I went to Australia for a wee bit, had some paying work back home which was very time consuming but enjoyable, went to Rotorua and Waiheke, the former for a holiday and the latter for a commissioned story.
And I also did not much. Except see friends, go to the movies, read books, watch Two and Half Men and The Big Bang Theory (our only appointment viewing), listen to a lot of music . . .
The odd things is when you go away or get diverted from the Pressing Issues Of The Day it gets harder and harder to return to them. Anything I thought of commenting on hardly seemed worth it 24 hours later.
I still regularly read newspapers and blogs and wondered to myself what I might add to any discussion about Mr Brownlee (that the hole he was in was getting deeper and they hadn't even begun digging yet?); or the mini-crisis in the Destiny Church (pay them off?) and the major crisis in the Catholic Church (pay them o . . . oh).

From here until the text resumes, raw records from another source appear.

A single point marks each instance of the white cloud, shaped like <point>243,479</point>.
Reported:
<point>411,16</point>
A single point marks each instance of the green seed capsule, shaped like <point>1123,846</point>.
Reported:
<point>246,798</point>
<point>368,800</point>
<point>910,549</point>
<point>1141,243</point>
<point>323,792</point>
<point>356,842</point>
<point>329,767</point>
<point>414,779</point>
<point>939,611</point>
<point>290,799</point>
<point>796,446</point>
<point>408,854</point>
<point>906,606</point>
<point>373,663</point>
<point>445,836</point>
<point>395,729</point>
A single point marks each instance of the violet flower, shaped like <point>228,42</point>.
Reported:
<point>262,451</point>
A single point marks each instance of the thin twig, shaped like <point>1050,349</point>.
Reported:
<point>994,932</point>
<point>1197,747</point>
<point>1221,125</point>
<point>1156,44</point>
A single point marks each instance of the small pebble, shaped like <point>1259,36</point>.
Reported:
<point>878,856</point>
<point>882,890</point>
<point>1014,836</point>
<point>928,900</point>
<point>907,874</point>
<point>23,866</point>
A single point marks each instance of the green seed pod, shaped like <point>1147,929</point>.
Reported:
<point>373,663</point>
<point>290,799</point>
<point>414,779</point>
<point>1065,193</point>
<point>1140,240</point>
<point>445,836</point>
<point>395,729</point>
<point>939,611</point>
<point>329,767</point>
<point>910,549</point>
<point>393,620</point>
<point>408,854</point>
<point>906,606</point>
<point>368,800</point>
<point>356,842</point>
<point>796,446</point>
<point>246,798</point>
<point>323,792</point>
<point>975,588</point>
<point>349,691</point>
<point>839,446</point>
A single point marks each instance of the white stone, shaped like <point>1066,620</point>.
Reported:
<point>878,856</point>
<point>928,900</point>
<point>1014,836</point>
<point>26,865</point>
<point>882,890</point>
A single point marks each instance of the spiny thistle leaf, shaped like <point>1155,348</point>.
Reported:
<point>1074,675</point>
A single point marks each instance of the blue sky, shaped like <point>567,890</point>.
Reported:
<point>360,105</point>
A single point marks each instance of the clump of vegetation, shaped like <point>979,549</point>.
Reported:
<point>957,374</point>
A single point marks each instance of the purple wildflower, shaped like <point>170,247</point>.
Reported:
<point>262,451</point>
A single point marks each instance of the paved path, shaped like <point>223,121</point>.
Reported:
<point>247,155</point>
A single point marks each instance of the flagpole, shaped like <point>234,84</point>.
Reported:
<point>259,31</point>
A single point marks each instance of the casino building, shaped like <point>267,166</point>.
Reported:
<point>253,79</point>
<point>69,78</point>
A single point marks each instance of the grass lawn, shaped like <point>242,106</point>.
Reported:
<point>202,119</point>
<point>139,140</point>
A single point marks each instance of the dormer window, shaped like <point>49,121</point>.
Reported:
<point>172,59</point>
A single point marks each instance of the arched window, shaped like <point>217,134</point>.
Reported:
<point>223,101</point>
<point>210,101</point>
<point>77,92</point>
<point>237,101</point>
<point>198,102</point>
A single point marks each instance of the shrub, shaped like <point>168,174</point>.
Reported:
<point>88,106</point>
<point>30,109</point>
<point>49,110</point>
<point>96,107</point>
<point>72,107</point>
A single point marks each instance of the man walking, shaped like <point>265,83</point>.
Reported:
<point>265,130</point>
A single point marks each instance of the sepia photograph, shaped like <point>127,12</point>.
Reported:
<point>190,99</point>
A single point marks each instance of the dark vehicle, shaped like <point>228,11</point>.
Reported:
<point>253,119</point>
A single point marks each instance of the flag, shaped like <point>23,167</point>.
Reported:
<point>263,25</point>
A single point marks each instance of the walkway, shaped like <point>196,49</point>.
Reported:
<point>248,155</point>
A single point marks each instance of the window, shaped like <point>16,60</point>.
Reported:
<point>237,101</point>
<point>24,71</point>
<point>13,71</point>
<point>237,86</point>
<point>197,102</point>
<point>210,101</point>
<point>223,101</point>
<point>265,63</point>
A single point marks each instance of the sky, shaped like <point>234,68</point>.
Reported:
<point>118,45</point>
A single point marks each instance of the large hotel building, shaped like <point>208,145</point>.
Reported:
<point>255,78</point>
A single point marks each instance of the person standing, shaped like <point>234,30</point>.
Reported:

I was going to mention how we play a game at home now when the news comes on which is “crime or the weather?” and wait to see just how predictable the coverage will be. Or which “items” are just promos for programmes or the website.
Over Easter we sensed a little disappointment in some media that there weren't more people killed on the roads because . . . well, because it makes for a better story with more graphic images and hand-wringing?
I did wonder aloud to friends what would happen if we had no accidents or traffic queues over Easter, and no garden centres opening? Would that mean there would be nothing for television to report? Perhaps. Although there's always the weather.
But as I say, I was largely out of all such discussions: like that guy who rowed from Australia to New Zealand (hmm, forgotten his name already sorry). He said he'd been reading newspapers to catch up. I wonder how long that lasted.
Of course I was engaged by life on many other levels (notably learning my way around an Apple Mac) and currently just weep for Thailand (and our typically cursory news coverage which lacks depth and background but is short not images of riots and gunshots of course).
On Sunday we went to what we call “Rocket Park” in Mt Albert to celebrate Thai New Year and there was a joyous atmosphere – at the same time as Bangkok's streets were running red and under clouds of tear gas.
The irony wasn't lost on many I am guessing.
I've previously commented on the paucity of news coverage of Thailand and why it should be better. The size of local Thai community at Rocket Park would be one reason alone. But I won't go into that one again.
So here is my belated return – and my absence, I am certain, has not been a worry to anyone. There are hundreds of better and more informed and engaged bloggers not to mention news outlets and so on.
But I would like to mention one thing: it is a “thank you”. A fortnight ago my book The Idiot Boy Who Flew (below) won the Whitcoull's Reader's Choice prize at the Cathay Pacific Travel Media Awards.
That award was by public vote and I want to say a sincere thanks to all the Public Address readers who ticked the box on my behalf. The book, ironically, still isn't available at Whitcoulls – but of course, if you are interested, it is through Public Address Books.
And finally: Elsewhere keeps me busy when I am not otherwise busy or snoozing in front of Oprah. Every week I am posting about eight to 10 album reviews, I have instigated a From the Vaults section for one-off songs, there are articles on culture and the arts . . . and much more.
So maybe I am kinda busy after all, and engaged by life on many levels.
Just less and less by what passes for “news”.